Moreover, these programmes measure knowledge, not behaviour. The fact that someone can define phishing after a training session doesn't mean they'll recognise it when it appears during a stressful shift.
Behavioural analysis: the missing link
This is where a fundamentally different approach enters the picture. Rather than giving everyone the same training, effective cybersecurity begins with understanding individual behaviour.
The Q-Method — a scientifically validated methodology for behavioural analysis — makes it possible to map the cybersecurity risk profiles of employees. Not based on what people say they do, but on how they actually make decisions.
This analysis reveals patterns:
- Which employees are susceptible to authority pressure? They represent the greatest risk for CEO fraud and impersonation attacks.
- Who tends towards risk-averse versus risk-seeking behaviour? This determines how someone responds to suspicious situations.
- Which teams have a culture of openness versus hierarchy? This predicts whether incidents will be reported or concealed.
- Where are the digital skills gaps? Not everyone understands what a URL structure reveals about legitimacy.
From analysis to action
With these insights, an entirely different security programme emerges:
Personalised interventions. Instead of generic training, employees receive targeted guidance aligned with their specific risk profile. The nurse susceptible to empathy-based social engineering receives different guidance than the specialist struggling with password hygiene.
Realistic simulations. Phishing simulations are calibrated to the specific vulnerabilities of teams and individuals. This isn't a 'gotcha' exercise, but a learning tool aligned with actual threats.
Cultural transformation. By understanding team dynamics, organisations can deliberately build an open reporting culture. When staff know that making mistakes is human and that reporting is valued, incident response times drop dramatically.
Continuous monitoring and improvement. Behaviour isn't static. Periodic reassessment reveals how the organisation's risk profile evolves — and where adjustments are needed.
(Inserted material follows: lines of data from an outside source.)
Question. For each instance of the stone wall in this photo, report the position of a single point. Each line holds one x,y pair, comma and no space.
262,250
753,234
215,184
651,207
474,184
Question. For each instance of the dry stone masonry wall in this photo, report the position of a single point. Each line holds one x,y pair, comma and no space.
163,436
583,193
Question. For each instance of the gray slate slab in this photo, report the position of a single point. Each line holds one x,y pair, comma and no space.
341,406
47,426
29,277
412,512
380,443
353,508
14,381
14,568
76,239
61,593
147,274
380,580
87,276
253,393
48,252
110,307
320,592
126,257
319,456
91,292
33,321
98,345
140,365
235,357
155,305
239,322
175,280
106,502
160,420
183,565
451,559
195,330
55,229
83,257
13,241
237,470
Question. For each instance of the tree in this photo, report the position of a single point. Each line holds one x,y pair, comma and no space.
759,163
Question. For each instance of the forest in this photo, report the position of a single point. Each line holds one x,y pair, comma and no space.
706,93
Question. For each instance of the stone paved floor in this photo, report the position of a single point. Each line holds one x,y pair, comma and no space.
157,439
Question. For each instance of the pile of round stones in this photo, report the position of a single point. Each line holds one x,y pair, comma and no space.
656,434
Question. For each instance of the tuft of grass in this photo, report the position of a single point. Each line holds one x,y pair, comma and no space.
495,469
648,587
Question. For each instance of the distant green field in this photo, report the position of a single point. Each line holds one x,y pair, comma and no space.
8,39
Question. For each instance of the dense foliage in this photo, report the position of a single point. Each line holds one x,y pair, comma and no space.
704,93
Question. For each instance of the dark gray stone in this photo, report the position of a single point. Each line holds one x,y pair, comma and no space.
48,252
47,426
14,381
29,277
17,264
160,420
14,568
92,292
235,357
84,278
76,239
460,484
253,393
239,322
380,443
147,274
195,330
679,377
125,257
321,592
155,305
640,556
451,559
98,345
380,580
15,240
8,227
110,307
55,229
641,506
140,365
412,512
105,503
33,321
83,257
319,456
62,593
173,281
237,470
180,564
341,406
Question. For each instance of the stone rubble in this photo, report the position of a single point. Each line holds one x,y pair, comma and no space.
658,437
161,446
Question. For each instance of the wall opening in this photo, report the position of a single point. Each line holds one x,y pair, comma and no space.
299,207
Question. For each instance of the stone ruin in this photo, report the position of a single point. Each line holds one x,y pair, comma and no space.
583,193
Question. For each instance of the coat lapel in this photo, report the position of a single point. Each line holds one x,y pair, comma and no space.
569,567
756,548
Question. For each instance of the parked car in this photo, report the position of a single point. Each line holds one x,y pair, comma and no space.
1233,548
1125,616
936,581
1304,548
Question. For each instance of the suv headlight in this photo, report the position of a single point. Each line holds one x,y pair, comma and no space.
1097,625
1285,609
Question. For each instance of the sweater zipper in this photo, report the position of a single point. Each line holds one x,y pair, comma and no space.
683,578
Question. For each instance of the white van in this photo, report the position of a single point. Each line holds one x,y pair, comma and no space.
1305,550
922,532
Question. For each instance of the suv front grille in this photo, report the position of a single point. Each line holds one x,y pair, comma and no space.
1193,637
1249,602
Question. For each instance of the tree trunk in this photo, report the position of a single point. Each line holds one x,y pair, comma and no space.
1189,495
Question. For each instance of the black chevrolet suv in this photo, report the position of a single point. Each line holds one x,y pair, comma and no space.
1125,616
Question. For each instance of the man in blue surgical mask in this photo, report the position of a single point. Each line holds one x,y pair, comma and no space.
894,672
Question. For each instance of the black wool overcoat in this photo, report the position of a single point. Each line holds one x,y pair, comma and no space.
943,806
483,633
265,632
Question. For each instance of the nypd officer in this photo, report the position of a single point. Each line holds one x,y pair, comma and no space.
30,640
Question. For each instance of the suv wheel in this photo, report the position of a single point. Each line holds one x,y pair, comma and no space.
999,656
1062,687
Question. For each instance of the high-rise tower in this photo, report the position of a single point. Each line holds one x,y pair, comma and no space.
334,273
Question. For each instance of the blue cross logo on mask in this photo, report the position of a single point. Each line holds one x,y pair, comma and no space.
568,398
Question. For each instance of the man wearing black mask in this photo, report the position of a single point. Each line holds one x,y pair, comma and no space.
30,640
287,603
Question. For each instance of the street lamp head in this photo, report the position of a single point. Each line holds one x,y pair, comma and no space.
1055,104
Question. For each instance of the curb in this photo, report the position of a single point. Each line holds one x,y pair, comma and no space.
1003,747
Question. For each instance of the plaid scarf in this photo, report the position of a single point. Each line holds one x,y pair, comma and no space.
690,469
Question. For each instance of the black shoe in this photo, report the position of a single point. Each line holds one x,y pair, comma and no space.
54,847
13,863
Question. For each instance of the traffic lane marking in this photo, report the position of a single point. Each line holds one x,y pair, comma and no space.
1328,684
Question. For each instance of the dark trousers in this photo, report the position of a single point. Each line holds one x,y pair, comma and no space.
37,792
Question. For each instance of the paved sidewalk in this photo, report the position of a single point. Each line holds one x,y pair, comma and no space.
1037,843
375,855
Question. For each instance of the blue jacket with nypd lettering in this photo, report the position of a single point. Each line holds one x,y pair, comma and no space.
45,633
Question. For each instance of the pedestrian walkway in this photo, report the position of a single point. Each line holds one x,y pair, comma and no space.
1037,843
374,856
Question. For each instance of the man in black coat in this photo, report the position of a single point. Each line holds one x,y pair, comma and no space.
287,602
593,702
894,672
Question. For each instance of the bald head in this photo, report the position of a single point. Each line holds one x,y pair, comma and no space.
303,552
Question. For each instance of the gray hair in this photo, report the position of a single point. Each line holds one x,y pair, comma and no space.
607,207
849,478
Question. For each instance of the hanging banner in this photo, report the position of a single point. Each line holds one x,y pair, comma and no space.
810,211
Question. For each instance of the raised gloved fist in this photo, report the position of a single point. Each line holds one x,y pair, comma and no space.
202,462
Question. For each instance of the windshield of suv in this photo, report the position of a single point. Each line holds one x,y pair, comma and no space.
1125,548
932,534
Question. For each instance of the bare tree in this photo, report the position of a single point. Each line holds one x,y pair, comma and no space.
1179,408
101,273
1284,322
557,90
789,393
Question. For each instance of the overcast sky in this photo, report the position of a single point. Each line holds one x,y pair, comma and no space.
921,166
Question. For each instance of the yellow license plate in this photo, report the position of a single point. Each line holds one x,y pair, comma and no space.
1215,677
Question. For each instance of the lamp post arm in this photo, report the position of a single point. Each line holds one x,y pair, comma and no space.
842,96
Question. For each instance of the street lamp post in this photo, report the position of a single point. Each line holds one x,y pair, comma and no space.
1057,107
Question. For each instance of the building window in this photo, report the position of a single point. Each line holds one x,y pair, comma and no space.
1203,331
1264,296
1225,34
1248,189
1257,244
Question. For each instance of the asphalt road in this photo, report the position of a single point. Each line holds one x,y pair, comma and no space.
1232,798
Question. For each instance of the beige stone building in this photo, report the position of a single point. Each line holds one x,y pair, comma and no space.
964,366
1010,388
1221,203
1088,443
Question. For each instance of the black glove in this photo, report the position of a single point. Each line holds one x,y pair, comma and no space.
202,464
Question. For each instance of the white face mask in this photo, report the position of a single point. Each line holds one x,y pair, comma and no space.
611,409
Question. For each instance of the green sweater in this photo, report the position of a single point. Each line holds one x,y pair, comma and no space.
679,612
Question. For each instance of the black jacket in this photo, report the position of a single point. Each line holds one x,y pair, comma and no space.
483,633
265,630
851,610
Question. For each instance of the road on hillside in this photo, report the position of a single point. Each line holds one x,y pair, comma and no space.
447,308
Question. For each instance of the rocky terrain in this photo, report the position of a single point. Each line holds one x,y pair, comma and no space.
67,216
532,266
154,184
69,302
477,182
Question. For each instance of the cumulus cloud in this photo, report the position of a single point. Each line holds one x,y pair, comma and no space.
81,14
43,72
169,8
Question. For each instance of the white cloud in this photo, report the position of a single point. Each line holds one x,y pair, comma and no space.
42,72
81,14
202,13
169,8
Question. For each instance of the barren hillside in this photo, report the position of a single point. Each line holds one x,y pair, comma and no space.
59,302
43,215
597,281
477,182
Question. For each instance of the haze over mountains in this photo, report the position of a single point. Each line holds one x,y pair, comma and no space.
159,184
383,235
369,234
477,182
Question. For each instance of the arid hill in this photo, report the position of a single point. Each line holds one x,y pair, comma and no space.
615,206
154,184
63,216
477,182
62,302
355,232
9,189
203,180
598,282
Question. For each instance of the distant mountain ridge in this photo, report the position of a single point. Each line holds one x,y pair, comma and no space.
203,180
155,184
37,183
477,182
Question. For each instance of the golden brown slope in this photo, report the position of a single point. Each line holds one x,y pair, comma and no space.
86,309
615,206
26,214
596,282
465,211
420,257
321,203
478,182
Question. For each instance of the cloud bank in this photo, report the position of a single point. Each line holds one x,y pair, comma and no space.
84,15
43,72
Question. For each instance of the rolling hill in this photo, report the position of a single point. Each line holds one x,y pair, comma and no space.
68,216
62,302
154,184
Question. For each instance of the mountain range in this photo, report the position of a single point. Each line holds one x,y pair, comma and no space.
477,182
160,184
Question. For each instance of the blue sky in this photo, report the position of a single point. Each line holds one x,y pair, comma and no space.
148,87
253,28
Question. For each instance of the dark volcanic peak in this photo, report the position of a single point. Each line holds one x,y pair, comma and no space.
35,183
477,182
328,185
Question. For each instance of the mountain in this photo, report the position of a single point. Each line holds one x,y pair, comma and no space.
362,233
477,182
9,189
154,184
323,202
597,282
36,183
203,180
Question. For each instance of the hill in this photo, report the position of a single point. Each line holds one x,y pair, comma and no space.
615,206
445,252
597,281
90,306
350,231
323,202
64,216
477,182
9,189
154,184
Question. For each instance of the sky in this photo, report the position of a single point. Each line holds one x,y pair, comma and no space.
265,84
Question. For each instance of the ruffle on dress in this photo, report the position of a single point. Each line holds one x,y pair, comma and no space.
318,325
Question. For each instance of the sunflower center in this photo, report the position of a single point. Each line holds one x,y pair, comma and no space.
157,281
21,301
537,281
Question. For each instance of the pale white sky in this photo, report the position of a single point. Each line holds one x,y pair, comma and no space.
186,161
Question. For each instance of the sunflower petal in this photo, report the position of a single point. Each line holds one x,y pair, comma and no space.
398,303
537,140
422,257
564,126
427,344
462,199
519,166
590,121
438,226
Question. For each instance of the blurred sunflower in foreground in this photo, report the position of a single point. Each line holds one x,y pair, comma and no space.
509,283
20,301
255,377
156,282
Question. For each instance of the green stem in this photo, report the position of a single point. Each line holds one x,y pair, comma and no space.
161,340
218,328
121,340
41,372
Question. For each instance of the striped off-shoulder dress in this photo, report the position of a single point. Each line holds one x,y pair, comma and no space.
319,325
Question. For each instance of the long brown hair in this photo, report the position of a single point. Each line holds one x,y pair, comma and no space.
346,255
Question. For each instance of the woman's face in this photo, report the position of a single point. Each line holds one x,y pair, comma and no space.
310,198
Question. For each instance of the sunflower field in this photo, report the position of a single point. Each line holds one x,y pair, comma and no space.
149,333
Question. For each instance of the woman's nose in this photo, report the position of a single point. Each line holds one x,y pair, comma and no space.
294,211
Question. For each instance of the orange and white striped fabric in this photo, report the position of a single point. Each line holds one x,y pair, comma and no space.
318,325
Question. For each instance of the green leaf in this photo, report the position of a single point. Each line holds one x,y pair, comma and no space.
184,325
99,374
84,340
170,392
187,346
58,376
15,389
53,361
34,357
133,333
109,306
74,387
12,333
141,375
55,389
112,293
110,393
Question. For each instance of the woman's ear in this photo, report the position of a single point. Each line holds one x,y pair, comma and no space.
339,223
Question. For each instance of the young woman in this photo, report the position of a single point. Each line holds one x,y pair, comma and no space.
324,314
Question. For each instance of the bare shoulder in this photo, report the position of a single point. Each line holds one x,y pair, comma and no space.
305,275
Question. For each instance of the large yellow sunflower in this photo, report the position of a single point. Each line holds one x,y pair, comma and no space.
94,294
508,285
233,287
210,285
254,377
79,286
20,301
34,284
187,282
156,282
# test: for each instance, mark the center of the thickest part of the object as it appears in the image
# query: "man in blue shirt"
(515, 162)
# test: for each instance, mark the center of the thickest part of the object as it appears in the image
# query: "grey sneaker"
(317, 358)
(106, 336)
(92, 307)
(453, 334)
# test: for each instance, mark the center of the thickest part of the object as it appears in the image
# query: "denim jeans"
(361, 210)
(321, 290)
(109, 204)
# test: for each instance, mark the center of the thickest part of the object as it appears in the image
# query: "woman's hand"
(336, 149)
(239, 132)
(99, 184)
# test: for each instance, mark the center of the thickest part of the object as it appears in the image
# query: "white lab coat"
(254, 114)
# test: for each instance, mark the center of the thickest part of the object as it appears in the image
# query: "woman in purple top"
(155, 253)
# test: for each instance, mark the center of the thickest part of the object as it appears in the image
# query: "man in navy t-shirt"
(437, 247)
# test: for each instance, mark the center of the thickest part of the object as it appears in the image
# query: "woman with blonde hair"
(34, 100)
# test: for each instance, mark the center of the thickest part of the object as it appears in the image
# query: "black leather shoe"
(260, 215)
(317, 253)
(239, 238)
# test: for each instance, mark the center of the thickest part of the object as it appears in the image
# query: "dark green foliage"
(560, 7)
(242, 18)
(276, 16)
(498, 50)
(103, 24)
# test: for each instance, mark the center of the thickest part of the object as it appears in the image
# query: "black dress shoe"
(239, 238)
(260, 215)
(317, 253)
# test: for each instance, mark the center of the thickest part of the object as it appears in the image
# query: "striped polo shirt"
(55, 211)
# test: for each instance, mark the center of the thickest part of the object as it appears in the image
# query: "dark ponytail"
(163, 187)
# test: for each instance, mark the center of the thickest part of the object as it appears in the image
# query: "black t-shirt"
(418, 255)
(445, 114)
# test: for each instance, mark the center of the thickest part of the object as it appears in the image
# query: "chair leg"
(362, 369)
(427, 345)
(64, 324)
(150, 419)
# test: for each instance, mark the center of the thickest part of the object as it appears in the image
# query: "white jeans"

NIS2 and the healthcare sector
With the introduction of the NIS2 directive, healthcare organisations are now legally required to demonstrably invest in cybersecurity. This encompasses not only technical measures, but explicitly also the human element: security awareness, incident response and risk management.
Organisations already investing in behaviour-based cybersecurity have a head start. They can demonstrate that their approach isn't merely compliance-driven, but genuinely reduces risk.
The road ahead
The healthcare sector faces a choice. Continue with the traditional approach — technical measures plus annual e-learning — and hope for the best. Or acknowledge that cybersecurity is fundamentally a people problem, and address it accordingly.
The technology to understand and improve human behaviour exists. The question isn't whether healthcare organisations should invest in this, but how quickly they can implement it before the next attack hits.
Frequently asked questions
Why are healthcare organisations so attractive to cybercriminals?
Medical data is exceptionally valuable on the black market, and the sector's high workloads and legacy IT systems create more attack opportunities.
What is Q-Method behavioural analysis?
A scientific methodology that maps individual decision-making patterns, enabling cybersecurity risk profiles to be created for each employee.
Does the healthcare sector fall under the NIS2 directive?
Yes. Healthcare organisations are classified as essential entities under NIS2 and must demonstrably invest in both technical and organisational cybersecurity measures.
How does behaviour-based security differ from traditional awareness training?
Traditional training gives everyone the same information. Behaviour-based security analyses individual risk profiles and delivers personalised interventions aligned with actual behaviour.